While the Apple Watch may be enjoying the current health-tracker buzz, Fitbit recently made headlines, first for its initial public offering of stock and then for being sued by Jawbone. The lawsuit alleges that when Fitbit poached Jawbone personnel, some of those prospective employees took valuable, proprietary information from Jawbone with them when they departed for Fitbit.
According to The New York Times coverage, the complaint includes allegations that Fitbit recruiters contacted “nearly one-third of Jawbone’s employees” and that some of those employees “downloaded information like Jawbone’s current and future business plans and products” and “used programs to cover their tracks or deleted system logs.”

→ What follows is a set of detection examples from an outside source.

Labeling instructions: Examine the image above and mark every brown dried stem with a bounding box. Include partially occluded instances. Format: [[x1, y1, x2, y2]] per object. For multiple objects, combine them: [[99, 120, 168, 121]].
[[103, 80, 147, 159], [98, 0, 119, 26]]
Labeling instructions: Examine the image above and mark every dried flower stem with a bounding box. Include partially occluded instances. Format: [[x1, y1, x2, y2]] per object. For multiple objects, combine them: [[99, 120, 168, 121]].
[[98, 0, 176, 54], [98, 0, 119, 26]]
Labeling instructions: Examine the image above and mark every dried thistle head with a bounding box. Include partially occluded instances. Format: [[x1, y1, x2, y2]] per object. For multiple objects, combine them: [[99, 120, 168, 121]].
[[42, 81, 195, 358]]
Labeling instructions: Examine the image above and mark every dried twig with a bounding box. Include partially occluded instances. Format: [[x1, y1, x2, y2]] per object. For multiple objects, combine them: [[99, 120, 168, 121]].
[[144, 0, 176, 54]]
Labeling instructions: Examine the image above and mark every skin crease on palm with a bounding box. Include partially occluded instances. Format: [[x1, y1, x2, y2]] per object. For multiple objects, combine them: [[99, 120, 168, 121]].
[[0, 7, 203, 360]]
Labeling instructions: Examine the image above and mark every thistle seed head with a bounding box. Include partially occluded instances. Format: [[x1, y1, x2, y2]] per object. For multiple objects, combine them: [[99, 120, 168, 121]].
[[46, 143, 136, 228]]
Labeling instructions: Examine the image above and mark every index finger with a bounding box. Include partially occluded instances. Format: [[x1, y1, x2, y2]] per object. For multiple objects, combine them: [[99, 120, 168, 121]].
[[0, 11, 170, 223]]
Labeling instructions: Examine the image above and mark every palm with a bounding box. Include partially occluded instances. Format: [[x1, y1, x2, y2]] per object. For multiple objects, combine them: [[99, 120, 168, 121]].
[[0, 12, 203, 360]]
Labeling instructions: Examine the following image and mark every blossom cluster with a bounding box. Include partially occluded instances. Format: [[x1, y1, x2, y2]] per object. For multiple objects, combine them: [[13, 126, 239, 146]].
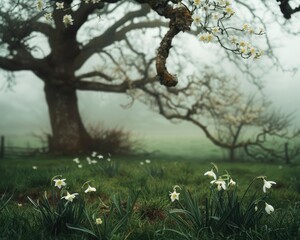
[[174, 0, 264, 59], [73, 152, 111, 168], [36, 0, 101, 27]]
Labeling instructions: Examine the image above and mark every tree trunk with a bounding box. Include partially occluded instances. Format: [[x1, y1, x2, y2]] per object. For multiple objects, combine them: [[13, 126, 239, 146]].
[[45, 83, 92, 154]]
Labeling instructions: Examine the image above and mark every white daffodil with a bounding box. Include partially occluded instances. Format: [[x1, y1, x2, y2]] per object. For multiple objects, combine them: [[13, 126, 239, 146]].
[[56, 2, 64, 9], [73, 158, 80, 164], [84, 185, 96, 193], [214, 180, 227, 191], [63, 14, 74, 27], [96, 218, 102, 225], [192, 13, 201, 26], [61, 192, 78, 202], [53, 178, 67, 189], [194, 0, 202, 7], [36, 0, 44, 11], [44, 13, 53, 22], [265, 203, 274, 214], [263, 179, 276, 192], [204, 169, 217, 180], [169, 189, 180, 202]]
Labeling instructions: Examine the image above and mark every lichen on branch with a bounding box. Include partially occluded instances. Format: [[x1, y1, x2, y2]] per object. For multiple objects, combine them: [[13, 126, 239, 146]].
[[149, 1, 193, 87]]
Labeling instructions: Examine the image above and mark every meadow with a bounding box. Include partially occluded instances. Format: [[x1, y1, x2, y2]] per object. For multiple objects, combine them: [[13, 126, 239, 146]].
[[0, 139, 300, 240]]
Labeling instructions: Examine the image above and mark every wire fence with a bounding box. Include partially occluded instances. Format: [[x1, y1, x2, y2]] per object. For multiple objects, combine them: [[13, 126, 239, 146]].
[[0, 136, 49, 159]]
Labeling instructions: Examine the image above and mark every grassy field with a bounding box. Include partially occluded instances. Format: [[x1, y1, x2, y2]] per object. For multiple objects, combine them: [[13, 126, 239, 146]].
[[0, 149, 300, 240]]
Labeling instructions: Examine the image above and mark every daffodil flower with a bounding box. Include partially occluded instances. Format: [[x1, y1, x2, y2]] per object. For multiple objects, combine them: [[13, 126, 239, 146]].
[[96, 218, 102, 225], [73, 158, 80, 164], [61, 192, 78, 202], [265, 203, 274, 214], [169, 189, 180, 202], [204, 169, 217, 180], [53, 178, 67, 189], [84, 185, 96, 193], [263, 179, 276, 192], [228, 178, 236, 186], [213, 180, 227, 191]]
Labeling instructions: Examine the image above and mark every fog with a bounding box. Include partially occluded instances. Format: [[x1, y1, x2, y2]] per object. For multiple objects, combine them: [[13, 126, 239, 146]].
[[0, 4, 300, 150]]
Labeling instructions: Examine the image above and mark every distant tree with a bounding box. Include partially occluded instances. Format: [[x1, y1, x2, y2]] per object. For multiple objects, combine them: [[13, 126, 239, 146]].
[[0, 0, 294, 153], [141, 71, 300, 163]]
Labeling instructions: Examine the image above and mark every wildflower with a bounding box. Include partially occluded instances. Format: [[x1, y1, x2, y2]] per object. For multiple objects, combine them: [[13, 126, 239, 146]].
[[229, 36, 238, 44], [263, 178, 276, 192], [213, 180, 227, 191], [44, 13, 53, 22], [243, 23, 249, 30], [36, 0, 44, 11], [96, 218, 102, 225], [265, 203, 274, 214], [258, 27, 265, 34], [53, 178, 67, 189], [169, 189, 180, 202], [61, 192, 78, 202], [212, 13, 219, 20], [73, 158, 80, 164], [211, 27, 220, 34], [63, 14, 74, 27], [249, 47, 256, 56], [192, 13, 201, 25], [56, 2, 64, 9], [228, 178, 236, 186], [204, 169, 217, 180], [225, 6, 234, 16], [84, 185, 96, 193], [194, 0, 201, 7]]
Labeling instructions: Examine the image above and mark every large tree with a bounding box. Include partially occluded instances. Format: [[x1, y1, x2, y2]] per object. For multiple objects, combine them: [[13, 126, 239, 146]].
[[0, 0, 297, 153]]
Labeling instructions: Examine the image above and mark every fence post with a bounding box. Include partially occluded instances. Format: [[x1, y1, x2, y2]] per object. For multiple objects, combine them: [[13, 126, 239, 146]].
[[0, 136, 4, 158]]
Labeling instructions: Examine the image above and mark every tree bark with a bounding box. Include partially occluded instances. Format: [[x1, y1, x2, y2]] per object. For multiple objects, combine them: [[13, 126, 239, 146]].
[[45, 83, 93, 154]]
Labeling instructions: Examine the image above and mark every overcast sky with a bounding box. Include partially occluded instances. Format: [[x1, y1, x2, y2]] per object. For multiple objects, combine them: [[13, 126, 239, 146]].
[[0, 2, 300, 148]]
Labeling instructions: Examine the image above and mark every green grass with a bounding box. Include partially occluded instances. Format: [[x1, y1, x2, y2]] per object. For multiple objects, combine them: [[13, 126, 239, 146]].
[[0, 154, 300, 240]]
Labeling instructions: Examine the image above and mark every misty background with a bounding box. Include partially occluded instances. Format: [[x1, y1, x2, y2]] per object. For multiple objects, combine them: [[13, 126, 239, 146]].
[[0, 11, 300, 158]]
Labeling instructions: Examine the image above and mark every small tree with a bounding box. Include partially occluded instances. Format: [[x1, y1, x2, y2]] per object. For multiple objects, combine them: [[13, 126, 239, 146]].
[[139, 73, 299, 161]]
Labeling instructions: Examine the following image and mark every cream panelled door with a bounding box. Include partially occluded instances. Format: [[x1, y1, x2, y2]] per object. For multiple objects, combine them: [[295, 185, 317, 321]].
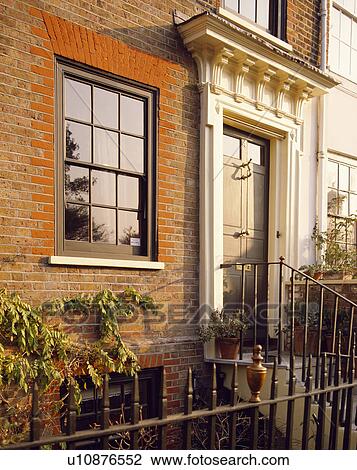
[[223, 126, 269, 346]]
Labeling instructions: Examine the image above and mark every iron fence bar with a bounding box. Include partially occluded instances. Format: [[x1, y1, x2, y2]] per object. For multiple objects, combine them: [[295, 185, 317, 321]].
[[130, 374, 140, 449], [315, 287, 324, 388], [220, 261, 357, 308], [301, 354, 312, 450], [183, 367, 193, 450], [343, 336, 356, 450], [66, 379, 77, 450], [278, 257, 284, 365], [253, 264, 258, 344], [285, 355, 296, 449], [290, 273, 295, 368], [158, 367, 167, 450], [268, 357, 278, 449], [208, 363, 217, 449], [315, 354, 327, 450], [301, 279, 309, 382], [239, 264, 245, 360], [30, 380, 41, 441], [100, 374, 110, 449], [264, 265, 270, 362], [3, 374, 357, 449], [329, 331, 341, 450], [250, 406, 259, 450], [229, 363, 238, 450]]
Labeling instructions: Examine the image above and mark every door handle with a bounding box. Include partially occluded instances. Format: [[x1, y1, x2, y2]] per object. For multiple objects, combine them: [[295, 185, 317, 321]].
[[233, 230, 249, 238]]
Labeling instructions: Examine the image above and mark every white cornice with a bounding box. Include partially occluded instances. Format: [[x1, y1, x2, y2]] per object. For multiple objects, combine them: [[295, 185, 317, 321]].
[[178, 13, 338, 96]]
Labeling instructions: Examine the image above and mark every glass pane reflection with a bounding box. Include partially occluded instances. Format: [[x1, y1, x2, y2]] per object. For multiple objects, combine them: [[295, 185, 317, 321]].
[[120, 95, 144, 136], [92, 207, 116, 244], [65, 78, 92, 122], [64, 165, 89, 202], [66, 121, 91, 162], [118, 211, 140, 246], [120, 134, 144, 173], [118, 175, 139, 209], [92, 170, 116, 206], [65, 204, 89, 242], [93, 87, 118, 129], [94, 128, 119, 167]]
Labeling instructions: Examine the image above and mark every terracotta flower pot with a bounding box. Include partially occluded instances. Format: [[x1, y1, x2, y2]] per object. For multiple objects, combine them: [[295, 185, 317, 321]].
[[216, 338, 240, 359]]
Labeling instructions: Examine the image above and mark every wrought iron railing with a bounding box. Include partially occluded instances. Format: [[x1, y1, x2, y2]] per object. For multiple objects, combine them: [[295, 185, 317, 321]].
[[5, 344, 357, 449], [220, 257, 357, 388]]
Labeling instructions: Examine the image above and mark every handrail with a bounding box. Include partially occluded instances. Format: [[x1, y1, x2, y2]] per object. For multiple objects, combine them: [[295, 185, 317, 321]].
[[219, 257, 357, 308]]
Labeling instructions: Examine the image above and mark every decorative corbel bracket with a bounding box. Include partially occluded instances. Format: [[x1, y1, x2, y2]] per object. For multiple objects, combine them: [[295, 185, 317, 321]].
[[276, 77, 295, 118], [211, 47, 234, 95], [234, 58, 255, 103], [255, 67, 275, 111], [295, 85, 313, 124]]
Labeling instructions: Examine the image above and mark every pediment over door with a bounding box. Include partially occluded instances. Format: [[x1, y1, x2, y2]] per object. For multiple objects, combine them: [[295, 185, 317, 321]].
[[178, 12, 338, 124]]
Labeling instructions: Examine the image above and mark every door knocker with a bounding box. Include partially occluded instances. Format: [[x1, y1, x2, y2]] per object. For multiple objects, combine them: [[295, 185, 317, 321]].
[[233, 159, 252, 181]]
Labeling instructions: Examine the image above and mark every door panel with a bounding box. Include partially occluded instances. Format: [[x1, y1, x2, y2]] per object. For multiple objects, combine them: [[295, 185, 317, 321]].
[[223, 126, 269, 341]]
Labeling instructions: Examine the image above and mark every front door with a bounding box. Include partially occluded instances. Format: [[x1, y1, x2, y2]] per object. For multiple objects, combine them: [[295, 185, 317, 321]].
[[223, 126, 269, 343]]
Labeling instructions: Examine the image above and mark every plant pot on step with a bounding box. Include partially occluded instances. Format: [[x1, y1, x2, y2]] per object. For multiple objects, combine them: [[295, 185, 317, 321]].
[[216, 338, 240, 359]]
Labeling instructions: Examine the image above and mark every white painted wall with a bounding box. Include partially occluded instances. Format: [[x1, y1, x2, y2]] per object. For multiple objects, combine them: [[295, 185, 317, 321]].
[[327, 76, 357, 158], [297, 98, 318, 267]]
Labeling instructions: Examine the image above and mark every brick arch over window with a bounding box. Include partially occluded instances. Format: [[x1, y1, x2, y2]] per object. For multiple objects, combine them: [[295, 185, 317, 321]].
[[29, 7, 187, 262]]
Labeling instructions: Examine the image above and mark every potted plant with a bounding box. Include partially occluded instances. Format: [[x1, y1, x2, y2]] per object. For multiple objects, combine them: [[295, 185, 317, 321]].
[[311, 197, 357, 279], [198, 309, 249, 359]]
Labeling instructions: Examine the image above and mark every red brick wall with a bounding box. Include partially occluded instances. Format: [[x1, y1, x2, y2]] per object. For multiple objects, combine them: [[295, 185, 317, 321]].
[[0, 0, 322, 414], [287, 0, 321, 65]]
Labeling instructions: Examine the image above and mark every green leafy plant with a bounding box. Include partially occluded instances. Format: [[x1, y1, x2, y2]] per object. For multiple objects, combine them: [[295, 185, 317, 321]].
[[311, 197, 357, 274], [198, 309, 249, 343], [0, 288, 158, 445]]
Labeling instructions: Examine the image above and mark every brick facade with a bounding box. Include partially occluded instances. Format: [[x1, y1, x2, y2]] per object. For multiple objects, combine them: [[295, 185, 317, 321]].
[[0, 0, 326, 414]]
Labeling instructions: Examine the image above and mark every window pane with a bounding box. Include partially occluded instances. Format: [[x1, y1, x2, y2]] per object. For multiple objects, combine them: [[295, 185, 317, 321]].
[[331, 8, 340, 38], [338, 165, 350, 191], [329, 36, 340, 71], [344, 0, 355, 13], [248, 142, 264, 165], [65, 78, 92, 122], [352, 21, 357, 49], [120, 95, 144, 135], [224, 0, 238, 11], [64, 165, 89, 202], [239, 0, 255, 21], [93, 87, 118, 129], [327, 161, 338, 188], [350, 167, 357, 193], [350, 194, 357, 215], [327, 189, 339, 214], [118, 211, 141, 246], [351, 49, 357, 81], [257, 0, 269, 29], [340, 42, 351, 75], [338, 191, 349, 216], [92, 207, 116, 244], [94, 128, 119, 168], [223, 135, 241, 158], [340, 13, 352, 44], [65, 204, 89, 242], [120, 134, 144, 173], [92, 170, 116, 206], [66, 121, 91, 162], [118, 175, 139, 209]]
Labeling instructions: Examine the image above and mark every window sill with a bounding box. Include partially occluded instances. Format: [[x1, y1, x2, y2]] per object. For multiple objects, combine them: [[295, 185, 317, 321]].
[[218, 8, 293, 52], [48, 256, 165, 270]]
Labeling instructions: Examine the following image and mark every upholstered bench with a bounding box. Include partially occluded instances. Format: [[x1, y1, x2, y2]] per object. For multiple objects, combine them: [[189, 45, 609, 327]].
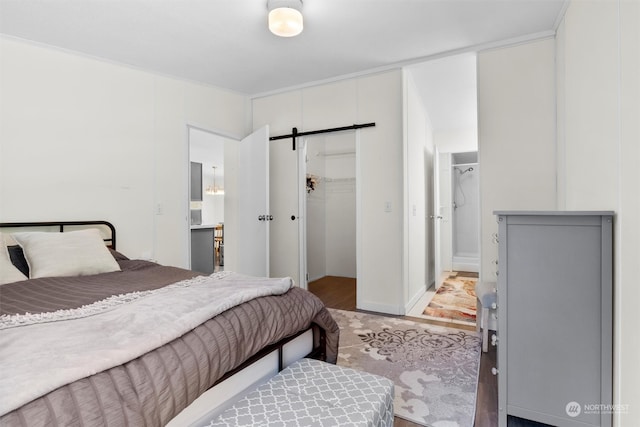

Included in the lawsuit was Fitbit’s Chief People Officer’s, Marty Reaume, confirmation that Fitbit actively recruited Jawbone personnel but that she “revealed nothing of the knowing theft and misappropriation of Jawbone’s proprietary information, nor its plans to use such information to overcome the shortcomings in its overinflated business projections.”
The Times states that Jawbone has faced speculation about its own financial health and that it “has been bedeviled by production issues throughout its 16-year history.”
In the lawsuit, Jawbone seeks damages and “preliminary and permanent injunctive relief to prevent the individual Defendants form disclosing any additional trade secrets belonging to Jawbone.”